Two. Qonqr gets a mention in the Minneapolis/St. Paul Business Journal. Shorter version: once Scott gave up finding capital and just worked on building the game, he was able to get more traction building the game! Also their yearly revenue is about $150k, which is decent for an indie freemium game but still pretty poor for a company listing six founders.
Three. VMware continues its acquisitions centered around the software-defined data center, announcing the purchase of Virsto (for an undisclosed amount.) Virsto makes a virtual storage appliance that pools conventional storage arrays into a smarter pool of storage for VMware (and, for the time being, Hyper-V.) Their file system has some nice VM-aware features which might influence the direction of VMware's Virtual Volumes (vVols) technology. News reports selling this as a "growth" are bogus; this is a play to broaden VMware's infrastructure story but it will not sell any additional VMware installs in the short run.
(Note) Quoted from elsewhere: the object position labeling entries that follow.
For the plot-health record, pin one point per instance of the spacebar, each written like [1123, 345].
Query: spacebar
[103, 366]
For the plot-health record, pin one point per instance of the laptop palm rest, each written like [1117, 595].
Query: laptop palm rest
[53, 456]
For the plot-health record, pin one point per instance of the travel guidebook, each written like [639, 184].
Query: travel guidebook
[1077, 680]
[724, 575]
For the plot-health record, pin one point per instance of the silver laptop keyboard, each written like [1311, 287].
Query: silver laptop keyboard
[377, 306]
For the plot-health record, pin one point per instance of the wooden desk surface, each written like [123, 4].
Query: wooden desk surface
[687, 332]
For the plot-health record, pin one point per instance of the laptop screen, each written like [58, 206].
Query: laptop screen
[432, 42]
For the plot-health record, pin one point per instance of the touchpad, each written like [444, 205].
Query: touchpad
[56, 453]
VMware has already dipped their toe into this sort of technology with their vSphere Storage Appliance (which pools local disks into VMware storage.)
Virsto has $24m in venture backing providing a likely floor for the purchase price. (Virsto has somewhat of a strange corporate history with their $12m series B round partially going to make an acquisition of Evostor....) Their offering is software-only with one reference quoting a list price of about $2500/host. No real lead on revenue numbers, but I wouldn't expect to see a big multiple here. (It's hard to get big deals when you're not selling the disks--- but, your margins are good.) VMware's license list price is between $1000-$3500/host, but the combination of the two products will not result in an additive increase.
The model of "smart software aggregating dumb storage" has a certain appeal, but I think you will see some roadbumps-- that would make a whole other blog post. (Short version: even dumb storage isn't dumb these days, but the storage APIs do not provide sufficient visibility to control them.)
Four. I read J.J. Adams' new anthology of mad scientist stories, reviewed by mrissa previously. Some of the stories were just dumb (Harry Turtledove obviously doesn't know what makes a funny story actually funny) but there were enough good ones to keep me entertained. And yet... most of the authors don't seem to come from a background very familiar with the practice of science and engineering. Where are the mad scientists' grad students? Or their patent lawyers? Mad venture capitalists hanging around? Mad scientists probably need to be administrators as well as innovators to get any proper mad science done these days!
Five. My insurance company actually cut me a check! For overpaying last year when Tintri switched insurers after we'd met the family deductible. But not the complete check, since the prescription handler (ExpressScripts) seems to be more efficient than Anthem itself at getting things done.